02 - Incorporate diced potatoes, cauliflower florets, and broccoli florets into the pot; stir to combine.
03 - Pour in vegetable broth along with dried thyme, dried parsley, ground black pepper, and salt. Bring to a boil, then reduce heat and simmer for 20 minutes until all vegetables are tender.
04 - Remove pot from heat and purée the soup using an immersion blender until smooth or leave slightly chunky as preferred.
05 - Stir in whole milk and heavy cream. Return to low heat and warm gently for 5 minutes without boiling.
06 - Taste and adjust seasoning if necessary.

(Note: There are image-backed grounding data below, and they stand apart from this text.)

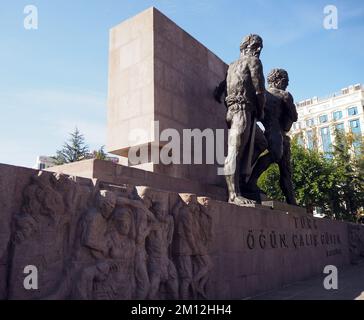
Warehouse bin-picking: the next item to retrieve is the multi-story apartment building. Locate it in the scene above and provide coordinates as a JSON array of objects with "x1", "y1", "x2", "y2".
[{"x1": 291, "y1": 84, "x2": 364, "y2": 153}]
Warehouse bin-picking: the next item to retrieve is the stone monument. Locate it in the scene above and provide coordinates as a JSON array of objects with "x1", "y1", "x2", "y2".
[{"x1": 0, "y1": 8, "x2": 364, "y2": 300}]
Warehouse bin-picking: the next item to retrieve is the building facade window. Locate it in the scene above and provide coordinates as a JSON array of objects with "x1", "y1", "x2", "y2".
[
  {"x1": 306, "y1": 119, "x2": 315, "y2": 127},
  {"x1": 335, "y1": 123, "x2": 345, "y2": 131},
  {"x1": 319, "y1": 114, "x2": 329, "y2": 123},
  {"x1": 332, "y1": 111, "x2": 343, "y2": 121},
  {"x1": 348, "y1": 107, "x2": 358, "y2": 116},
  {"x1": 306, "y1": 130, "x2": 313, "y2": 150},
  {"x1": 321, "y1": 127, "x2": 331, "y2": 153},
  {"x1": 349, "y1": 119, "x2": 361, "y2": 134}
]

Ladle into bowls, garnish with chopped fresh chives, and serve alongside crusty bread.

# Expert Advice:

01 -
  • It comes together in under 45 minutes, making weeknight dinners feel less rushed.
  • The silky texture comes from blending, so you don't need fancy ingredients or technique.
  • Vegetables hide beautifully in the cream, which means you can sneak them into meals without fuss.
  • One pot means one dish to clean, and that alone is worth celebrating.
02 -
  • Don't skip the initial sauté of onion, carrot, and celery; this five-minute step is where the depth lives, and rushing it makes the soup taste one-dimensional.
  • Whole milk alone will never give you that creamy richness, but a single splash of cream transforms it into something restaurant-worthy—you don't need as much as you think.
  • Oversalting before you blend is easy to do; taste after blending, since the flavors concentrate as the vegetables break down.
03 -
  • Make it ahead: this soup freezes beautifully for up to three months, which means one evening of cooking feeds you through several weeks of easy dinners.
  • If your blender is small, blend the soup in batches and return it to the pot—trying to cram too much hot liquid into one batch is how kitchen accidents happen.
  • A splash of white wine or a squeeze of fresh lemon juice, stirred in after the cream, adds complexity that makes people ask what your secret ingredient is.